「徳島県から学校ICT改革を」 県知事ら文科省に提言

徳島県の飯泉嘉門知事は7月2日、青山周平・文部科学大臣政務官と面会し、EdTechを活用した教育の推進などについて提言した。同県では山間部も含め、国内屈指の高速インターネット環境が整備されており、ITベンチャー企業のサテライトオフィスが集積する。学校においても、ICTを活用した個別最適化や教育データの分析について、徳島県でモデル事業を行ってはどうかと申し出た。飯泉知事によれば、青山政務官は「ぜひ一緒に進めていきたい」と応じたという。

提言を手渡す徳島県の飯泉嘉門知事(左)と青山周平・文部科学大臣政務官

飯泉知事は「コロナ禍を経て、遠隔教育とその基盤を整備する絶好の機会となった。個別最適化をしっかり図っていく必要がある」と指摘。

高速・大容量、低遅延、多数同時接続が可能といった新時代の学校ICT環境を、教員の指導力を高めて十分に活用できるようにするとともに、収集した教育ビッグデータを専門家と連携して分析し、学習意欲の低下などの諸課題に対応していく必要があるとした。

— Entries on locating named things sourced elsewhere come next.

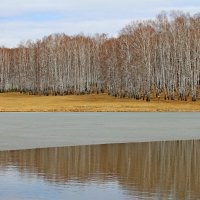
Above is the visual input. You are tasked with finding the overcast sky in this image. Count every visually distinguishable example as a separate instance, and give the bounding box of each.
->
[0,0,200,47]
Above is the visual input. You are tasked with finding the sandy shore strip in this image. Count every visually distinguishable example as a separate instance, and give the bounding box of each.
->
[0,92,200,112]
[0,112,200,151]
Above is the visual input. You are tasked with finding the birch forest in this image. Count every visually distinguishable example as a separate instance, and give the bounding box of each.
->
[0,12,200,101]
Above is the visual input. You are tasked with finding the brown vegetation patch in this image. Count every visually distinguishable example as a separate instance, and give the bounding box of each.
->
[0,93,200,112]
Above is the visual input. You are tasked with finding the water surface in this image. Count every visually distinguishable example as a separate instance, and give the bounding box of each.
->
[0,140,200,200]
[0,113,200,150]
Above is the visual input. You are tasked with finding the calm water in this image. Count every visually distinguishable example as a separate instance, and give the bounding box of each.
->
[0,140,200,200]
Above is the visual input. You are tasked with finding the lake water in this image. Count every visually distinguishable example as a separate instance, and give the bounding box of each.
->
[0,140,200,200]
[0,113,200,150]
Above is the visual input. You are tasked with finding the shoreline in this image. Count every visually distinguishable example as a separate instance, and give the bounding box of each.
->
[0,113,200,151]
[0,92,200,112]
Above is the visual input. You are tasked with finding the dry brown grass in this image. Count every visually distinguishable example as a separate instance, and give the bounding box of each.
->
[0,93,200,112]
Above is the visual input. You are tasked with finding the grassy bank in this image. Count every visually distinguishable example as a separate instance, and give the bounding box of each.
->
[0,93,200,112]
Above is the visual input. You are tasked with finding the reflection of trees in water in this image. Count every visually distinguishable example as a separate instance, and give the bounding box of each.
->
[0,141,200,199]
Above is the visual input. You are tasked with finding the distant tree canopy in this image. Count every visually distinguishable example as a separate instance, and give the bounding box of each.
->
[0,12,200,101]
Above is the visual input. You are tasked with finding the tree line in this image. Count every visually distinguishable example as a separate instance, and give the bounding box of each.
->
[0,12,200,101]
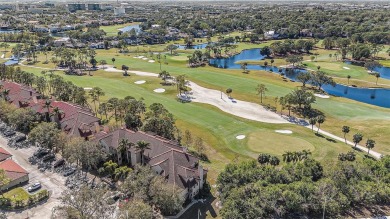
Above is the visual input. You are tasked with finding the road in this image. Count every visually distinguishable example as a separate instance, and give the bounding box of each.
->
[0,136,66,219]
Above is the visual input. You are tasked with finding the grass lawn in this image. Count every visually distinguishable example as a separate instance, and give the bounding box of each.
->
[22,67,366,183]
[3,187,30,201]
[100,22,139,36]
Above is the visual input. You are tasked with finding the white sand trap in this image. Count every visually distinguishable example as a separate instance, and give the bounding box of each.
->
[134,80,146,84]
[314,94,330,99]
[153,88,165,93]
[236,135,245,140]
[275,130,292,134]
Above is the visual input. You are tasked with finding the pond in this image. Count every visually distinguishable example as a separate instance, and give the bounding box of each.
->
[210,49,390,108]
[119,24,142,33]
[374,66,390,80]
[4,59,19,65]
[345,61,390,80]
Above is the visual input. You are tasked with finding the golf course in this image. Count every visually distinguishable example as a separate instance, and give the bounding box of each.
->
[5,40,390,184]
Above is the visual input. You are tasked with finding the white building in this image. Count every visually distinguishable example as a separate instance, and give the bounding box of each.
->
[114,7,126,16]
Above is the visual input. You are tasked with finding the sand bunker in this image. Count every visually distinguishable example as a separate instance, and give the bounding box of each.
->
[153,88,165,93]
[275,130,292,134]
[314,94,330,99]
[134,80,146,84]
[236,135,245,140]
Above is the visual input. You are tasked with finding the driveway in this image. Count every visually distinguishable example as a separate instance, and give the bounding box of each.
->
[0,136,66,219]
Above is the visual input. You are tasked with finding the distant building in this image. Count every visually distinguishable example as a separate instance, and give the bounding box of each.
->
[68,3,86,12]
[125,7,135,14]
[114,7,126,16]
[95,129,207,200]
[88,3,102,11]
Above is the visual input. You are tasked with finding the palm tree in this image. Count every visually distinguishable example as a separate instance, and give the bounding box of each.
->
[257,153,271,164]
[309,117,317,131]
[42,99,52,122]
[269,156,280,166]
[353,133,363,149]
[264,61,268,71]
[375,73,381,85]
[282,151,293,163]
[118,138,133,163]
[256,84,268,103]
[341,125,349,144]
[158,70,171,84]
[317,115,325,134]
[1,89,10,101]
[99,103,108,120]
[99,59,107,69]
[241,62,248,73]
[135,141,150,165]
[366,139,375,154]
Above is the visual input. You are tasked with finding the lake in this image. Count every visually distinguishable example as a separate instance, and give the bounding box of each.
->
[210,49,390,108]
[119,24,142,33]
[176,43,208,49]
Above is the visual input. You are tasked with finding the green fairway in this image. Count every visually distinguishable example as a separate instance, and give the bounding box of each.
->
[22,67,368,181]
[100,22,139,36]
[17,42,390,179]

その上で、教育活動にVR・AR、AI、ビッグデータをフル活用する「個別最適化モデル事業」を創設し、徳島県を舞台に効果検証を行うことを提言した。また、教育ビッグデータを分析し、学校や児童生徒個人にフィードバックするだけでなく、教育政策に生かすモデルを徳島県で検証してはどうか、と要望した。

徳島県は2000年代前半、地上デジタル放送への移行をきっかけに、県全域に高速インターネット環境を整備。東日本大震災後、災害時に事業を継続できるサテライトオフィスを求めていた首都圏のITベンチャー企業を誘致し、過疎集落で空き家となっていた古民家をオフィスとして活用する、先進的な地方創生の取り組みで知られる。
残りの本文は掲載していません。